Forty-four! That is the number of National Park official sites I hope to visit in two weeks on my 14th trip.
It’s not as daunting as it might seem. This trip leads me to Washington D.C. and the surrounding area. Originally I had planned two separate trips to the area as there are 23 sites alone in the “Capital Region”, one of nine regions used by the Park Passport program. There are several additional sites in a one-hundred-mile radius in Virginia and Maryland that easily could constitute a trip of their own.
However, once I started planning, I realized that most of the official sites inside Washington were both small and close together. It seems almost every monument, memorial, statue and sidewalk crack inside the city qualified as an official site and I determined that in one day, walking around the National Mall area for under five miles, I could visit 11 sites. A second such day brought in 8 more sites.
Then I included several city-like parks that, in any other city, would simply be “local parks”. In Washington, though, they are part of the National Park Service. Many of these have no “special” features and are just places for a picnic or to enjoy some nature inside an urban area. I can visit 4-5 by car in a day.
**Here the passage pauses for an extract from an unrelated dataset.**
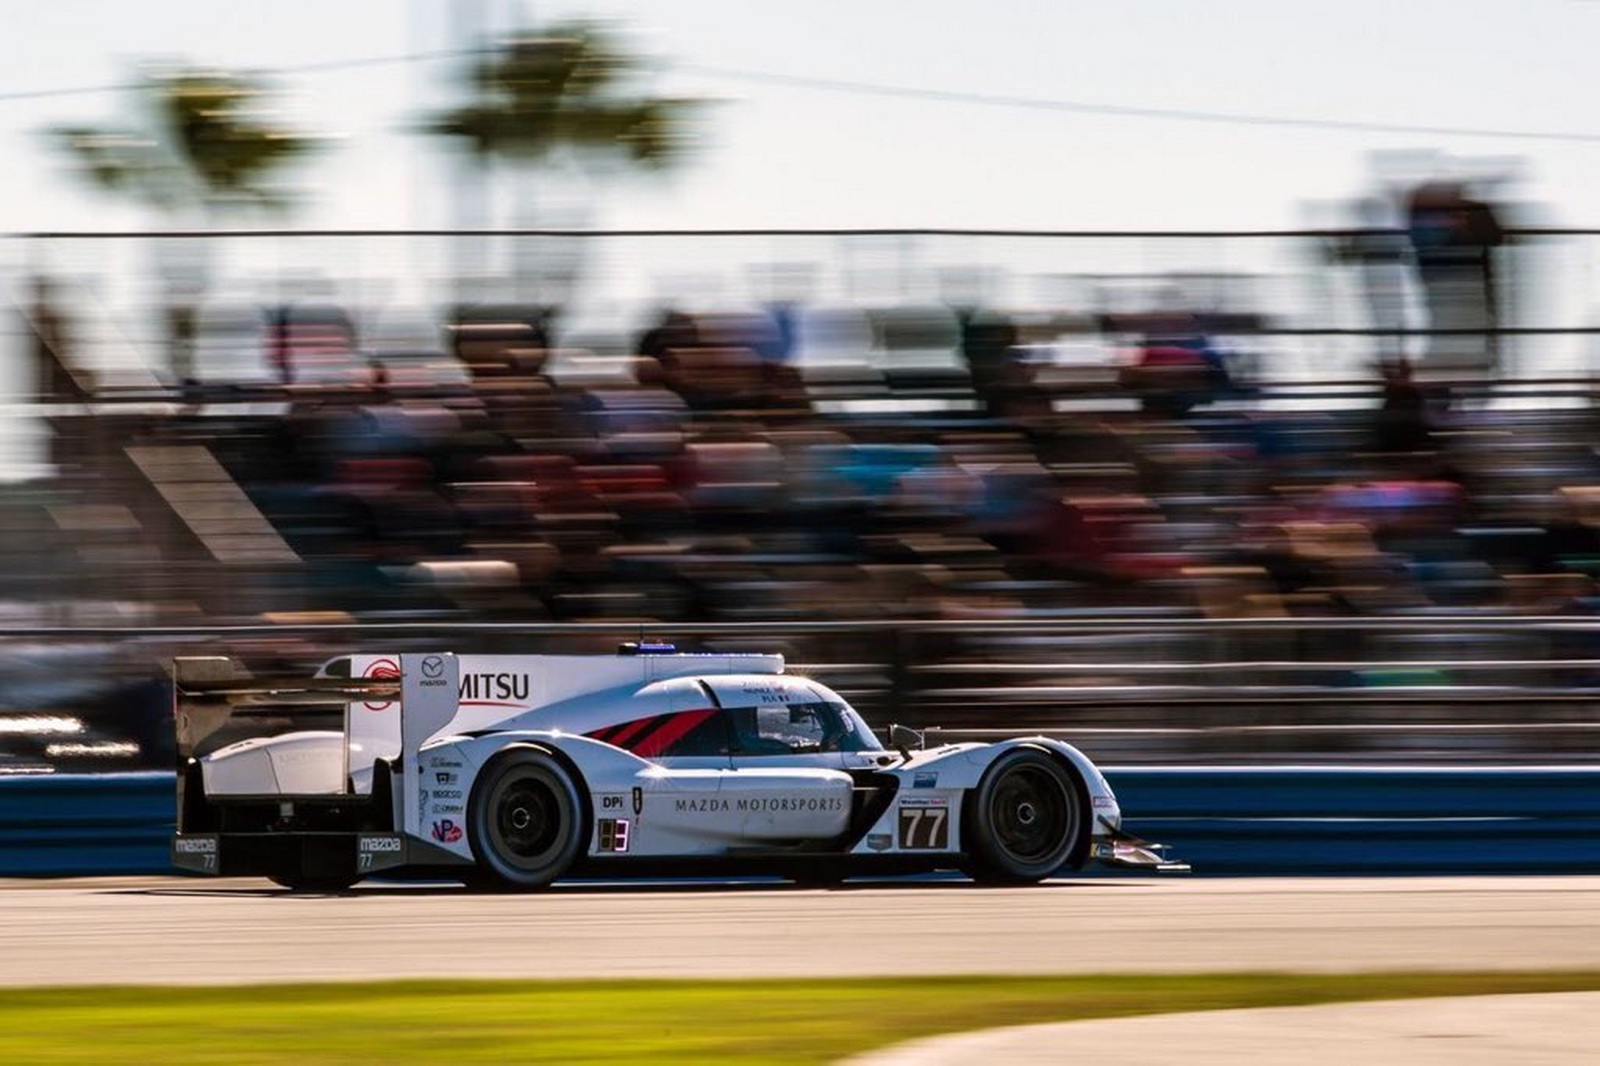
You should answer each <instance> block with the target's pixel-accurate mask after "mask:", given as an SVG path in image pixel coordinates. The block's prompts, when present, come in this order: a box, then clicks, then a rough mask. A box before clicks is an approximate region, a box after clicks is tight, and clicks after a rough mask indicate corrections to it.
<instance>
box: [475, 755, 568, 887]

The remaining sites will be more traditional National Park sites, limiting me to one or two per day. There are several Civil War battlefields in Virginia, the Revolutionary War site at Yorktown, and the first British settlement at Jamestown for the historical side of the trip. A trip across the 17.5-mile Chesapeake Bay Bridge-Tunnel brings my onto the DelMarVa peninsula and the Assateague National Seashore, known for its wild horse population.
Homes of Harriett Tubman and Clara Barton join the Potomac Heritage Trail and C&O Canal to round out the trip. After visiting so many sites, I’ll hop on the Amtrak AutoTrain for the return trip to Florida, letting someone else do the driving.